Muito além de subir pelas paredes: aranhas usam as patas como órgãos olfativos
Como as aranhas não têm antenas como os insetos, há muito tempo é um mistério como elas conseguem sentir o cheiro.
As aranhas sempre viveram lado a lado com os seres humanos, por isso é surpreendente o quanto ainda não sabemos sobre elas. Um mistério de longa data estava relacionado à forma como as aranhas detectam odores. Agora, nossa pesquisa mais recente finalmente descobriu o segredo.
Em um estudo publicado no periódicos Proceedings of the National Academy of Sciences (PNAS), demonstramos que as aranhas machos usam pelos olfativos em suas patas chamados "sensilas de poro de parede" como se fossem um "nariz" para detectar os feromônios sexuais liberados pelas aranhas fêmeas.

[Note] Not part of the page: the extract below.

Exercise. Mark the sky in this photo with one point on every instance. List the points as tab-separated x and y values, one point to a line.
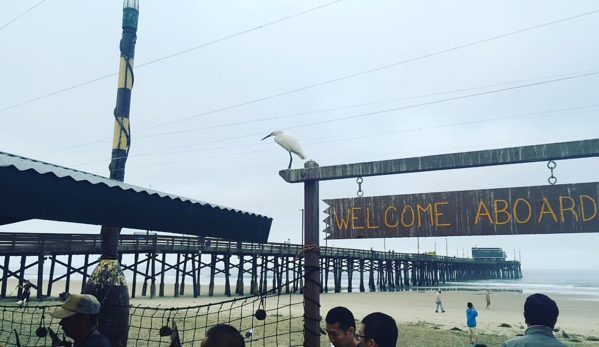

Nossa descoberta põe fim a uma busca de uma década por essas fugidias sensilas, que agora foram identificadas e mapeadas. Ela também abre oportunidades para estudos aprofundados sobre o mecanismo subjacente ao olfato das aranhas.
Embora as aranhas - que vêm evoluindo há cerca de 400 milhões de anos - sejam famosas por sua capacidade de sentir vibrações e algumas, como as aranhas saltadoras, por sua excelente visão, surpreendentemente pouco se sabe sobre seu olfato. Existem muitas evidências mostrando que as aranhas podem detectar odores como feromônios sexuais, mas duas grandes questões permanecem sem resposta.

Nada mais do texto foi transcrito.